手首の華奢な腕時計を確認する、そろそろだ。
あたしの心の声を聞いていたのか、空気を振動させるエンジンの音が聞こえた。白い大きな四駆があたしを横切れば、重厚音が気怠い下半身に響く。
あたしの気も知らないで、いや、予想しているのか、颯爽と車からおりるのは朝から爽やかな男性。年齢よりもずっと若々しくて、とてもじゃないけれど、孫がいるようには見えないその人は「おはよ。早いな」と、白い歯を見せる。
相反してにこりとも出来ないあたしは、いつもなら、今日も素敵です〜。とすぐに猫を飼うのだけど、そんな気分にもなれずに口を結ぶ。
「色々とお話聞きたくて」
わざとらしくハートを語尾にくっつけると「朝帰りでは、なさそうじゃん?」とあたしの服を指さす。

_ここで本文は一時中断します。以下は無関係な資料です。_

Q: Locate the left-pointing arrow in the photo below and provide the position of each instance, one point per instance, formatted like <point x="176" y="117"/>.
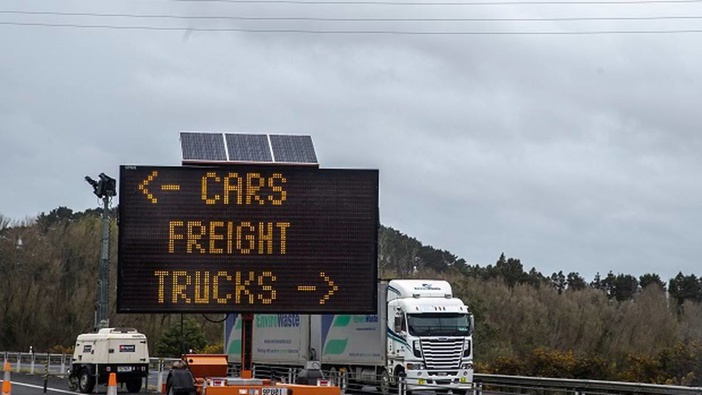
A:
<point x="164" y="187"/>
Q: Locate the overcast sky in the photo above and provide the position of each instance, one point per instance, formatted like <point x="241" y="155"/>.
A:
<point x="570" y="151"/>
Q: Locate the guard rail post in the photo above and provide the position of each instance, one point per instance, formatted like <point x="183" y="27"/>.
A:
<point x="46" y="371"/>
<point x="402" y="384"/>
<point x="342" y="380"/>
<point x="477" y="387"/>
<point x="159" y="381"/>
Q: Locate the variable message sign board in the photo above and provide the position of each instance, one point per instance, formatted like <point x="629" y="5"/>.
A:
<point x="247" y="239"/>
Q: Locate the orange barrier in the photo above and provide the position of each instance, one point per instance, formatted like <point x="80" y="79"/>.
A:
<point x="112" y="384"/>
<point x="6" y="381"/>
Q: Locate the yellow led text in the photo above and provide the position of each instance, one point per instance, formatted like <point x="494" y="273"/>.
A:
<point x="222" y="287"/>
<point x="248" y="189"/>
<point x="227" y="237"/>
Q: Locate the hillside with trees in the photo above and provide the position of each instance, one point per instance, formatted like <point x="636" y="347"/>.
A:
<point x="614" y="326"/>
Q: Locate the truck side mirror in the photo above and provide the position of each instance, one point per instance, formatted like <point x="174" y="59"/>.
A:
<point x="398" y="323"/>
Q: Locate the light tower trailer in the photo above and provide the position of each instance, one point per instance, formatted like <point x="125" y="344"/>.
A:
<point x="123" y="351"/>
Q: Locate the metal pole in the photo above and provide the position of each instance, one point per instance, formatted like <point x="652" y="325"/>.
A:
<point x="103" y="321"/>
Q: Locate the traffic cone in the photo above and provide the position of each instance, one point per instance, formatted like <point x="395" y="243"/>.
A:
<point x="112" y="384"/>
<point x="6" y="382"/>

朝帰りって、なんでそこまで見抜く!?と一瞬怯んでみるけれど、あの男は表面に痕をひとつも残さなかったし、服も着替えているからバレないはず。粗方専務がカマをかけただけだろう。
……まさか、本性知ってます?この疑問も聞きたいけれど、諸刃の剣だ。自ら粗相を白状することに繋がる。とぼければいいのだけど、生憎そこまで元気がない。
「言いたいことは分かるよ、小鳥遊のこと、な?」
「もちろん、それ以外に無いです」
同じ歩幅で、会社までの短い道のりを歩きはじめる。すると、専務は案外、すんなりと種明かしを始めた。

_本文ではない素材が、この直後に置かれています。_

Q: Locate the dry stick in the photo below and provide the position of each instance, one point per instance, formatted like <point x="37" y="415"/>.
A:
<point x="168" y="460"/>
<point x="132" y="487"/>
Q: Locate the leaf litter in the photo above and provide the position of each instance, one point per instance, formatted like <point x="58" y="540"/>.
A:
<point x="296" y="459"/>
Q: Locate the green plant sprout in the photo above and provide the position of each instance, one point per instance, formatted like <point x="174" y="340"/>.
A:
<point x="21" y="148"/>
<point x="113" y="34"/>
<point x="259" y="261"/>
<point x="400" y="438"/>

「昔っから小鳥遊とは知り合いなんだよ。まあ、あの部屋みて分かったと思うけど、あいつ、生活力がゼロな、ゼロ。1人じゃ生きれねぇの。こりゃやばいと息子の堕落ぶりに危機感を覚えた母親が、荒治療でもいいからって、春からひとり暮らしさせたわけ」
「…てことは、ひとり暮らし歴は四ヶ月目ってことですか」
「そ。ただ、父親の方がウンザリするほど過保護でさぁ?息子からウザがられてるからって、俺に頼むんだよ、棗の様子見ろって。で、俺も忙しいわけじゃん?プライベートの時間をなんで他人の子守りに使わなきゃいけないわけ?ってなるじゃん?」
「で、白羽の矢が立ったのが、あたしって訳ですか」
自分の顔目掛けて指刺せば、パチンと指を鳴らした専務は「そゆこと」と頷く。
いや、どういうことだよ。
自社ビルへたどり着けば、専務は煌びやかなエントランスの脇にある、シックな仕切りへ向かうので自ずとそちらへ歩いていく。
「ま、たまにでいいから、あいつの面倒頼むわ」
そう言って、専務は煙草を口に咥え、細い煙を吐き出す。ワンテンポ遅れて、華奢な煙草に火を灯した。
「そうは言うけど、あたしだって忙しいんです。おかげで彼氏と別れたんですよ!?」
憎まれ口を叩けば「いや、フラれそうだったじゃん」さらりとその口は告げるので「は!?」と呆気にとられ、灰を落としかける。
「いや、超順調で、」
「まあ、棗が独り立ち出来るようになったら、良い男紹介してやるって」
「〜〜っ、聞きましたからね!?芸能関係者でお願いしますよ!?」
「息子の周りクズしかいねーって話だけど〜。じゃ、あとで」
そう言い残すと専務は灰皿へ吸殻を落とし、喫煙室を出ていくので「お疲れ様です」と見送る。
怪我の功名ってやつか。とにかくあの男をどうにかすれば良いってやつね。
脳内方針を決めて、再び煙草を口に咥え、スマホに"生活力向上計画"などというよく分からない単語を打ち込んでいれば、再び喫煙室の自動扉が開いた。